Bir insanı iyi işlerinden dolayı kutsamak, hatalarından dolayı bağışlamak, kâmil insanın işi ve davranışıdır. Kâmil bir insanın böyle bir davranışı, o insanı da kemâle götürür. Herhangi bir meziyeti, iyi bir işi olmayanı da övmek, onu kandırmaktır, yalandır, riyadır, ona kötülüktür.

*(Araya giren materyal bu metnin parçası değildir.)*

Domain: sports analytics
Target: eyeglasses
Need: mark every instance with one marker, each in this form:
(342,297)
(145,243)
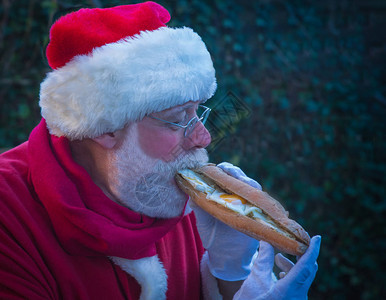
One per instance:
(189,127)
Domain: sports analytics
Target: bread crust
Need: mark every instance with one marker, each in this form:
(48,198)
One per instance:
(294,240)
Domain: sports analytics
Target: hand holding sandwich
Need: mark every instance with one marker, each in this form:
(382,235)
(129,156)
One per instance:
(230,251)
(261,285)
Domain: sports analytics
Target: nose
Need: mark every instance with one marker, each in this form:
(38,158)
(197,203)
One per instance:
(199,138)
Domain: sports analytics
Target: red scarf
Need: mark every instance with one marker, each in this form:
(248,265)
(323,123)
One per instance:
(85,220)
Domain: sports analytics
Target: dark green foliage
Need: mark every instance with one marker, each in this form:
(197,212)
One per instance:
(312,76)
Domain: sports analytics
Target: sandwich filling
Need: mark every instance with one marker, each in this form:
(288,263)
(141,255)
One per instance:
(231,201)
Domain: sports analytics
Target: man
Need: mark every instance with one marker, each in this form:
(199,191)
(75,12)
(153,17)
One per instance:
(89,207)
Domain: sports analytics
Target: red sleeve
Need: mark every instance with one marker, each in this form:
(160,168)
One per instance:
(23,274)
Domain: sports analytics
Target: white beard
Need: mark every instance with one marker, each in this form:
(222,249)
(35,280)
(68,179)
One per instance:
(146,185)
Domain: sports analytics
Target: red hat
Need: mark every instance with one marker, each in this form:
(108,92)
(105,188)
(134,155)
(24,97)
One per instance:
(116,65)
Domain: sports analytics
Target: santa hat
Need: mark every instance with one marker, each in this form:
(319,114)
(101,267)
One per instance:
(116,65)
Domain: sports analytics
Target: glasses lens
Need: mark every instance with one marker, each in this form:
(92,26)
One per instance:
(190,127)
(205,115)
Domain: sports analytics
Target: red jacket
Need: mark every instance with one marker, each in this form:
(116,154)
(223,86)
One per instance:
(57,229)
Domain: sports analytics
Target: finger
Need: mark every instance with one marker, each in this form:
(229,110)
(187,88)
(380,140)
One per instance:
(264,261)
(312,252)
(282,275)
(283,263)
(305,268)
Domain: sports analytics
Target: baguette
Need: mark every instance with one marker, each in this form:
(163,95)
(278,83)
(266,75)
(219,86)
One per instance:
(243,207)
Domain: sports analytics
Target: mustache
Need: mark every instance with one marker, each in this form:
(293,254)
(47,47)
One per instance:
(191,160)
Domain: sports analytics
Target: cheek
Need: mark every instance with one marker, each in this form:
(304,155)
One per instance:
(157,142)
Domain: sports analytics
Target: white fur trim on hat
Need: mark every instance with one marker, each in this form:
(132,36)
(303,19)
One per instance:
(150,274)
(126,80)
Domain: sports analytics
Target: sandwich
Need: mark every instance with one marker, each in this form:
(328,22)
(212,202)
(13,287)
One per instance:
(243,207)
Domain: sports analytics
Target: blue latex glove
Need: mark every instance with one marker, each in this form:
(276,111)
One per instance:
(295,280)
(230,252)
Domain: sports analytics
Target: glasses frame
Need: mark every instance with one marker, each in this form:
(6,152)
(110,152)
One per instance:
(192,122)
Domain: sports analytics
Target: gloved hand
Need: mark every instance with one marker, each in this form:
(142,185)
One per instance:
(230,252)
(295,280)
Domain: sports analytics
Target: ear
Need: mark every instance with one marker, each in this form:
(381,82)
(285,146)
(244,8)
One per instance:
(107,140)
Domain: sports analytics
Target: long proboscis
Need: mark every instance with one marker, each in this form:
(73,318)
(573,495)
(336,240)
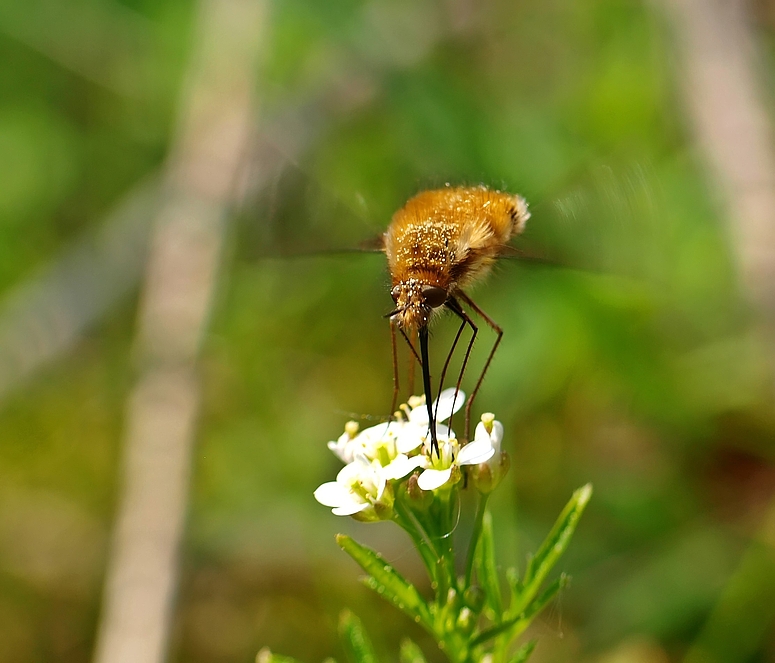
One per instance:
(426,379)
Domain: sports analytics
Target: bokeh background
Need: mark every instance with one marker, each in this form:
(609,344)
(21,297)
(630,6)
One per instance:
(177,183)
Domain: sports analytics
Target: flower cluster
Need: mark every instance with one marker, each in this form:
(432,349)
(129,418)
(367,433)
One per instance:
(379,457)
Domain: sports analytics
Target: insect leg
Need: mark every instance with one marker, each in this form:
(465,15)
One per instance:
(426,378)
(499,335)
(453,305)
(394,348)
(444,372)
(412,365)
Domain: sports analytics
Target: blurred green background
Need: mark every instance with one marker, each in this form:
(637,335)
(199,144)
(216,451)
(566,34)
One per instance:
(640,368)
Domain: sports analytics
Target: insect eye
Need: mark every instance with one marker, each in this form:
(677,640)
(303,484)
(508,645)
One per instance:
(433,296)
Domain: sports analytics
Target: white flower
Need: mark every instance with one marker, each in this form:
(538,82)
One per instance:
(491,431)
(360,490)
(444,467)
(489,472)
(392,441)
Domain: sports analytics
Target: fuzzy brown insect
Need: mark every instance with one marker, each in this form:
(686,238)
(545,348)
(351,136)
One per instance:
(437,244)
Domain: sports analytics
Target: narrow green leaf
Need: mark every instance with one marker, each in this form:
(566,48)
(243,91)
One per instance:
(518,624)
(487,568)
(386,581)
(356,643)
(552,548)
(523,653)
(410,652)
(515,584)
(265,655)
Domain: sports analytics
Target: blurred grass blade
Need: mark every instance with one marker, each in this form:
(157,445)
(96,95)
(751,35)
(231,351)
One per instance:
(552,548)
(486,568)
(410,652)
(356,643)
(515,585)
(386,581)
(266,655)
(523,653)
(517,625)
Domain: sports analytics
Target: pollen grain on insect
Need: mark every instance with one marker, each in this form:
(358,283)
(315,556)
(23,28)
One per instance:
(437,244)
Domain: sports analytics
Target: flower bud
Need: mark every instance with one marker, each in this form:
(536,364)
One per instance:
(382,509)
(420,499)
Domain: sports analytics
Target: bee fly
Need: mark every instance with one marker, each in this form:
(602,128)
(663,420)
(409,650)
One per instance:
(437,245)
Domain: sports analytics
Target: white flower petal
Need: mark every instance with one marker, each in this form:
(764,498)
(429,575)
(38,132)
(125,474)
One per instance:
(350,508)
(410,438)
(478,451)
(433,479)
(332,493)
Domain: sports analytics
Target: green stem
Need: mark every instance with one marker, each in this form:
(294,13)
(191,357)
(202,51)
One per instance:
(425,548)
(475,535)
(447,540)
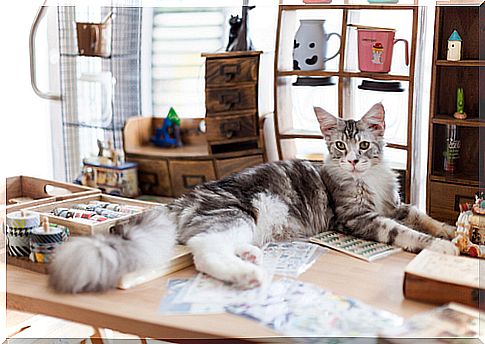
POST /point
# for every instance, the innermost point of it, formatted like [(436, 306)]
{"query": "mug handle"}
[(95, 30), (338, 51), (406, 47)]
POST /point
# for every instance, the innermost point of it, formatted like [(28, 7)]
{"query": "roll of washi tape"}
[(109, 213), (82, 214), (62, 212), (19, 227), (45, 240), (130, 209)]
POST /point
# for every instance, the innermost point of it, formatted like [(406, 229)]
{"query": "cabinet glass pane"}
[(295, 105), (395, 105)]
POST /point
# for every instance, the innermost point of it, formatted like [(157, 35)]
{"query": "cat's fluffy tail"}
[(96, 263)]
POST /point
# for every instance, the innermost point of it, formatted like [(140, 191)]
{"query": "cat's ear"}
[(328, 122), (374, 119)]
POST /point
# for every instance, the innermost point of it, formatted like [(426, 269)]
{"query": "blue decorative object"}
[(168, 135)]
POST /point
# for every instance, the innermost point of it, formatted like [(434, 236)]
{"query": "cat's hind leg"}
[(372, 226), (416, 219), (227, 254)]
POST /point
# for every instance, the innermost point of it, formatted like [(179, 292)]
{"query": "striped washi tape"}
[(19, 228), (44, 244)]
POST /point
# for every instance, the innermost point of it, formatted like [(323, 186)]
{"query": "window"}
[(180, 35)]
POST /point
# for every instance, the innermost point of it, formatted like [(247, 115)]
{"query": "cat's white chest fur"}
[(380, 181)]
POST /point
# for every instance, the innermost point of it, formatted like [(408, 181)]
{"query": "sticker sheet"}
[(169, 306), (290, 258), (204, 287), (295, 308)]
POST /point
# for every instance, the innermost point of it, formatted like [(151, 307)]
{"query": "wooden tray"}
[(82, 228), (36, 191), (181, 259)]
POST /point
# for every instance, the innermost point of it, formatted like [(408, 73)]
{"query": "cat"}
[(225, 222)]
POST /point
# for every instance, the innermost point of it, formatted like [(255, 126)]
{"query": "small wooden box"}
[(41, 191), (446, 199), (85, 228)]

Bu da asla insana yakışmaz, insani bir davranış değildir.

 

Latif gökte yoğun kuşlar uçarlar, karga da, şahin de göçmen kuşlar da uçarlar. Daha aşağılarda da sinekler, tatarcıklaruçarlar.

 

Hayat olaylar silsilesidir.

Hayat, olaylar silsilesidir. Yapılması gereken şeyler meydana gelir, ilâhi sistemin, sistemi geçerlidir. İlâhi sistemde her şey aşikârdır, gizleyen sensin. Allah’ın aşikâr kıldığı yerlerde, gizli gizli, sinsi sinsi dolaşıp, senin (kendini) gizlemeye çalışman, aptallıktır!

 

Aptalları övmek, onlara en büyük fenalıktır. Övgüyü anlamaman, okşanmayı sevmenden ileri geliyor.

 

Akrabalık iyidir ama…

 

Size, ana ve babanızı veren şimdi de size kocanızı ve karınızı verdi. Onları unutmayın. Ama yeni verilenleri de ileri tutun. Onlar mazi yeni verilenler ati, istikbaldir.

 

Akrabalık, tabii şecereden gelen dostluklardır. Ama bunlar, herkesten daha fazla, yararlanma peşinde olurlar. Aradıklarını elde edemedikleri zaman da, en büyük düşmanlığı da bunlar yaparlar. (Akrabanın akrabaya, akrep etmez ettiğini).

 

Veciz sözler

 

Fikirde birlik, eyleme geçmezse manasızdır, faydasızdır!

 

Allah, denizin dibinde dahi inci, mercan sergiler. İnsan da, denizi, deryayı kirletmekten çekinmez!

 

Psikolojisi bozuk olan hastalar, psikiyatrist olan sağlardan yani doktorlardan daha lüzumludurlar!